“I bet most of the people here,” including most of the artists, “have been to lock-up at some point. And I bet there are a lot of undercover cops here,” remarked an acquaintance and one of the participants in “Paint Paste Sticker: Chicago Street Art” at the opening of the exhibition at the Chicago Cultural Center. That remark points to a big part of the success of the exhibition: the palpable tension among the art on view, the anti-vandalism laws of the city, and the intensely official civic institution that hosts the exhibition.
The exhibition’s entrance greets visitors with one of the city’s recognizable bus shelters completely covered in spray-paint executed with a recognizable Zore design. Inside is a long wall covered in artist’s stickers, tags, paste-ups and other objects that you usually see on private property across the city. It’s a virtual who’s who of Chicago sticker art with artists adding their calligraphic, tagged signatures, quick sketches or small drawings to a variety of stickers that were intended for more mundane tasks like shipping, or gathering dust at the Post Office. The wall also includes signs from the CTA such as third-rail high-voltage warnings and public service messages. These might come off as cheesy in a street art exhibition, but in the context of a city-sponsored show, the appropriated signs have a sharp edge.

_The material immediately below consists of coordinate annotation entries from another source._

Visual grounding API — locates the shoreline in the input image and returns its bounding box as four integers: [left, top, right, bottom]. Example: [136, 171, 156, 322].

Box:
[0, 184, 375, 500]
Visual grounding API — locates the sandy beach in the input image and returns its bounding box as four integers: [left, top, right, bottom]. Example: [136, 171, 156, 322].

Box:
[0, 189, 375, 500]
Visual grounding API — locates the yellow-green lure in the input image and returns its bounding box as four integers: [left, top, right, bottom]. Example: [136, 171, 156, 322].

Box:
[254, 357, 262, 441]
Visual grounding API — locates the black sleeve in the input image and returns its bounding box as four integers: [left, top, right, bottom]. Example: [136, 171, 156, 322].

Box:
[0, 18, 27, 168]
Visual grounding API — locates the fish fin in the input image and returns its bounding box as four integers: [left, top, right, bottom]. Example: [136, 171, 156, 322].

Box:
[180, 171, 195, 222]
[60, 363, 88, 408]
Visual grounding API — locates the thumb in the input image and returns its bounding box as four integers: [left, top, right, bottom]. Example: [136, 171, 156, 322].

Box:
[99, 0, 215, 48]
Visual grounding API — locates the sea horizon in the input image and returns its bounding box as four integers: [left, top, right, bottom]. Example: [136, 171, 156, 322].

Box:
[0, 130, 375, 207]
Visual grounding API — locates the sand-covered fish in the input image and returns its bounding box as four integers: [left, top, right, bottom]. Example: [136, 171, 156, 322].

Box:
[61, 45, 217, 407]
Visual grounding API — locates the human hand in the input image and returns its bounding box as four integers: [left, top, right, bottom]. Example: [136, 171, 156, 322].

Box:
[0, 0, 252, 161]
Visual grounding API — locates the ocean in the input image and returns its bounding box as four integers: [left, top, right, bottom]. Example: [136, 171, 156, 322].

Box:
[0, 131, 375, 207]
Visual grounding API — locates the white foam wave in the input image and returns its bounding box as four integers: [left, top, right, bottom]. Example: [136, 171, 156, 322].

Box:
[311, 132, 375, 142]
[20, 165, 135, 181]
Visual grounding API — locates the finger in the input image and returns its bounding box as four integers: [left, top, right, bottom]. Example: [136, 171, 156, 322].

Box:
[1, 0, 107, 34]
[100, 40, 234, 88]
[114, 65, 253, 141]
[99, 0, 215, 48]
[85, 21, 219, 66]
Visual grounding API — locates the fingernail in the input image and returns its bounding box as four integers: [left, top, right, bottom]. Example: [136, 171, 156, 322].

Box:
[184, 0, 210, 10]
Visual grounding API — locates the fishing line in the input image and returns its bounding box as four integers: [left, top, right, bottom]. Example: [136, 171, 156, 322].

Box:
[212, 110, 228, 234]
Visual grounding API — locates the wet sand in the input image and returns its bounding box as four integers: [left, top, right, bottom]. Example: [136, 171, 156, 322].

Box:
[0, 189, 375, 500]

Displayed neatly framed on the chaos of the sticker wall, an anti-vandalism ad sums up the tension of the street art exhibition’s site on city property. Featuring a stick figure named Jack who inevitably ends up behind bars after spray painting his name on a van, the ad narrates: “Vandals like Jack cost you more than $4 million each year in cleanup costs. If caught, vandals will be prosecuted to the fullest extent of the law.” The ad invites us to inform on fellow citizens, advising, “But you can help, too. Call 911 to report vandalism in progress.” The ad concludes above a second picture of the stick figure behind bars, with the text, “Don’t be Jack.”
The spray-paint-wielding Jack indicates another strong point of the exhibition, that it does not define or limit the “Chicago Street Art” of the title to a particular medium or approach. Too often street art is subtly defined as predominantly wheat-paste posters, stencils or stickers, paying less attention or wholly ignoring their unruly big brothers (or fathers?), spray-paint-based graffiti and tagging. At the Cultural Center we see a comprehensive and ambitious overview of all the forms of street art, even progressions within certain forms, and the exchanges between them.

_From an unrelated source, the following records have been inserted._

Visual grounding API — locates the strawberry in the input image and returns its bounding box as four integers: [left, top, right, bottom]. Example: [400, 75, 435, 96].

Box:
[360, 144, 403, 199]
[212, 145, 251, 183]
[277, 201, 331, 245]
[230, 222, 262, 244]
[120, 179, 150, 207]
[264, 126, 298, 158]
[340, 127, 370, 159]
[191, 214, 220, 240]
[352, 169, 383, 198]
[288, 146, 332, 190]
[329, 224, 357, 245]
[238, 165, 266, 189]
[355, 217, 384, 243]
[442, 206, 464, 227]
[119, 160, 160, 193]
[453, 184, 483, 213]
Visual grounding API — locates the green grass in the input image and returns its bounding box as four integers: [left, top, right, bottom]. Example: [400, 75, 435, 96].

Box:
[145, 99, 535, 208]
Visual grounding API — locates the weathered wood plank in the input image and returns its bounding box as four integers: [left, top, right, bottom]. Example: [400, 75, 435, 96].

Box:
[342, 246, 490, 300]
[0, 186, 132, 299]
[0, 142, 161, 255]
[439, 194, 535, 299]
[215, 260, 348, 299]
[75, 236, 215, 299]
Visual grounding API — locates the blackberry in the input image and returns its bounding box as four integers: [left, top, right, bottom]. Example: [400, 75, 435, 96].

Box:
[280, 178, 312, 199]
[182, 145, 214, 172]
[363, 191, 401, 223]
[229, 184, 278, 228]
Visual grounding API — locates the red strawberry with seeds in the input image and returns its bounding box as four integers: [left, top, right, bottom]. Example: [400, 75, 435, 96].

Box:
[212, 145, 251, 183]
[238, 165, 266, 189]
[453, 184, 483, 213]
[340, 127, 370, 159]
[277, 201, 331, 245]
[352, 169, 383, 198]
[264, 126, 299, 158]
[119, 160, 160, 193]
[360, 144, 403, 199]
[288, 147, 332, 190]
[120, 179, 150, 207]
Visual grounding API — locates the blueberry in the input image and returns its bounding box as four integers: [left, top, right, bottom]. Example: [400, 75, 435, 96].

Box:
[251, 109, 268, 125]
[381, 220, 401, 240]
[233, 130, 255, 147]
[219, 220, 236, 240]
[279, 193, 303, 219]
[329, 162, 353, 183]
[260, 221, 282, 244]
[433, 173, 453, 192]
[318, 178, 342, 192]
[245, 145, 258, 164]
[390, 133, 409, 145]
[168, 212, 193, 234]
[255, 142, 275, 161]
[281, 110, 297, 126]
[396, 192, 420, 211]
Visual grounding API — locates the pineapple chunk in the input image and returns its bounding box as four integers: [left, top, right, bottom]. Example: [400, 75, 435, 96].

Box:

Does this mean that the city of Chicago has a newfound appreciation for what street artists are doing? Could the politicians of Chicago be leading other major cities by recognizing the artistic merit and value of what’s clearly one of the most important, cohesive and widespread artistic movements today? Let’s hope so, if Alderman Danny Solis and his street-art mural projects represented in the exhibition by photographs, are any example. (Abraham Ritchie)
Through January 12 at the Chicago Cultural Center, 78 East Washington.